2. Bölüm- Soytarıyı Kullanma

13 2 0
                                    

Yasemin, Yasmin, Gonca adının ne olduğu gerçekten umurumda değildi. Armağan'a döndüm, elimdeki silahı sallayıp sıkıldığımı belli ettim. "Hadi be abi. Nerede kaldı bu?" Yasmin boğukça bir ses çıkarttı. Düne göre belirtmek istediği bir güzelliği yoktu gibi. Ağızındaki bantı çıkarttım. "Ne bağırıyorsun?" Göz yaşları aktı, bir süre konuşmadı.

"Sizi yaşatmayacaklar. Çıkınca hepinizin cezasını kendi ellerimle vereceğim." Histerik bir kahkaha çıktı dudaklarımdan. "Sen tırnakların kırılmasın diye o cezaları da birilerine yaptırırsın dimi prenses?" Bantı elimden atıp silahı belime koydum. Kubilay arkada telefonla oynuyordu, gerçekten ne rahat adamdı. 

________________________

Genç adam ellerindeki kanı üzerine sürdü, yüzündeki ifade inanılmaz korkunçtu. Kanayan kolunu tuttu eliyle bastırıp acısını hafifletmeyi umdu. "Bıçak yemeyeli çok olmuş." Tebessümü de korkutucuydu, bu adamla ilgili her şey korkunçtu. Zamanın onu yaptığı insan da korkunçtu. "İğrenç birisin, senden tiksiniyorum." Yasemin son sözcüklerini zorla söyledi. Yerde onunla beraber bağlandığı sandalye duruyordu. Yerler kanlarla doluydu. Adeta kan gölüne dönmüştü ortalık. "Baban nerede Yasemin? Çok güvendiğin erkek arkadaşın nerede? Hadi söyle!" Bağırdı, sesi çok gürdü, ölmeye yakındı kadın ama takmadı.
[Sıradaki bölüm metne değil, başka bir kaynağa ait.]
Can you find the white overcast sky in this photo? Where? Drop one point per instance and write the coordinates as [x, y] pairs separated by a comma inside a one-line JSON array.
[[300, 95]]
Sağlam koluyla kadının çenesinden hafifçe tuttu. "Hadi Yasemin söyle!" Abisinin kanı damarlarında geziyordu resmen. "Senden de abinden de tiksiniyorum. İkiniz de aynı-" Devamını getiremeden dik tutmaya çalıştığı kafası Ardel'in eline düştü. "Kahretsin." Ellerine baktı, olayın son kalan tanığı da kollarındaydı. Göz yaşlarını tutamadı ne yapacağını bilemez haldeydi.

O öldürmemişti Yasemin'i. Elinde bulunan bıçağıyla önce ellerindeki düğümü çözmüş ardından Ardel'i ve kendisini bıçaklamıştı. Konuşmamak için kendisini öldürmüştü.
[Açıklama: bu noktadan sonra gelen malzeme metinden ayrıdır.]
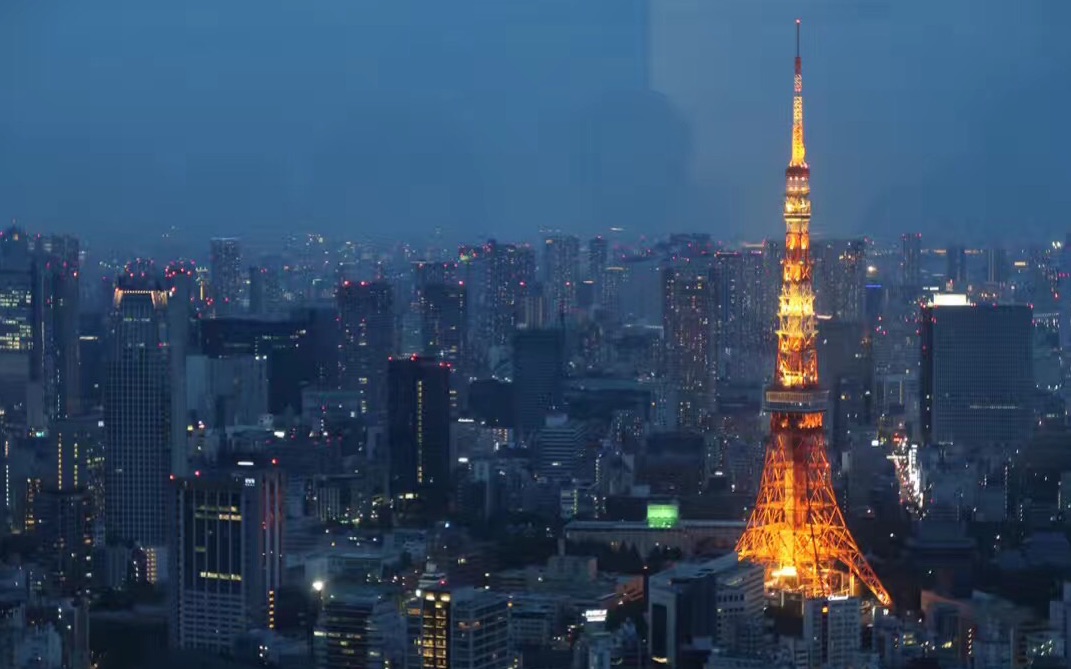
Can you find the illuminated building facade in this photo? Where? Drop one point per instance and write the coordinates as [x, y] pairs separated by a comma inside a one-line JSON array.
[[840, 278], [226, 555], [561, 273], [461, 628], [137, 417], [227, 276], [367, 331], [910, 260], [355, 628], [976, 379], [418, 430], [688, 334], [796, 529]]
Biliyordu genç adam, biliyordu kadının neden kendini bıçakladığını. Çünkü abisine bunu yapanın konuşunca aynısını ona yapacağını da biliyordu. Yasemin salak bir kadın değildi, hiçbir zaman da öyle olmadı.
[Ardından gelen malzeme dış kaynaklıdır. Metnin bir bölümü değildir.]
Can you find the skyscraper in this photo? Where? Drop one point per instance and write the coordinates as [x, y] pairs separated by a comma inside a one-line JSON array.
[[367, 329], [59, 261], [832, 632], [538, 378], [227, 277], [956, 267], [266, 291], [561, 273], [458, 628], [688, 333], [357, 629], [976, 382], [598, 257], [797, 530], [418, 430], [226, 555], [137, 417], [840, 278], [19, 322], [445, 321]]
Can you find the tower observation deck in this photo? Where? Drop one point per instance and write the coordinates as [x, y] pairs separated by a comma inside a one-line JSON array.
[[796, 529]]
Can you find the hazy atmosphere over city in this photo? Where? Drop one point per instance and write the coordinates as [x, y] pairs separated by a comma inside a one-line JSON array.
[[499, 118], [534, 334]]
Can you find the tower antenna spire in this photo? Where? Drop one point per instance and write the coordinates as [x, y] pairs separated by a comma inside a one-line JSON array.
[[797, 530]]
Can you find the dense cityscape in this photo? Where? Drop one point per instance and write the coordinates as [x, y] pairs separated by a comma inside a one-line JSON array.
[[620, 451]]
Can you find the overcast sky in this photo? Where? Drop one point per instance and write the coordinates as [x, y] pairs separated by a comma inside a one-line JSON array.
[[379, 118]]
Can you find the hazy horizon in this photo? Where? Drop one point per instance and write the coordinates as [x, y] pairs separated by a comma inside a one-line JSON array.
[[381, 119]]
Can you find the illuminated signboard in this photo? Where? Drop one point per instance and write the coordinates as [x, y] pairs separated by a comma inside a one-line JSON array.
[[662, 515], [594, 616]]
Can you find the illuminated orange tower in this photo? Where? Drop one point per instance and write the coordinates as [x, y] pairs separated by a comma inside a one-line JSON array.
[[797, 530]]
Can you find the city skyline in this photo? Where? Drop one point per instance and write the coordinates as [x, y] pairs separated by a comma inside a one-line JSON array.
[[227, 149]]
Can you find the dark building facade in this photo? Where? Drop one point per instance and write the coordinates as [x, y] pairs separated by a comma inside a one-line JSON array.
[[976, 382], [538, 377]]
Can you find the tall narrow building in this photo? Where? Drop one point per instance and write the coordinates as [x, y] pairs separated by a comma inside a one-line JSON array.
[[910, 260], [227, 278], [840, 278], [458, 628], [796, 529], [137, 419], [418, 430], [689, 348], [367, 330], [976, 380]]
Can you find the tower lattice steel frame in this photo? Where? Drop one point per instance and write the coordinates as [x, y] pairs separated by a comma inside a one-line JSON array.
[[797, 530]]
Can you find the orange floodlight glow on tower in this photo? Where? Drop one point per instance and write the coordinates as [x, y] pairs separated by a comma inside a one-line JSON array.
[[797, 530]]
Ardel'in beyni bir saat gibi çalışırdı, ya kesintisiz olurdu ya da çalışmayan saat gibi durur öylece kalırdı. Özellikle işler ailesine gelince asla çalışmayan saatlerden olurdu. Beynini kullanmayı bilen bu adamı son zamanlarda sadece kalbi yönetiyordu. Nefret ettiği hatta korktuğu şeyler meydana geliyordu yıllardır kendisini sakındığı bu kadının yanı başındaydı. "Ardel kalk, Kubilay koluna baksın." Armağan'ın keskin sesi kulaklarına doldu ama kalkamadı. Karabasan bedenini ele geçirmiş gibiydi. "Kalk dedim." Sarsıldı bedeni, kendine yine gelemedi.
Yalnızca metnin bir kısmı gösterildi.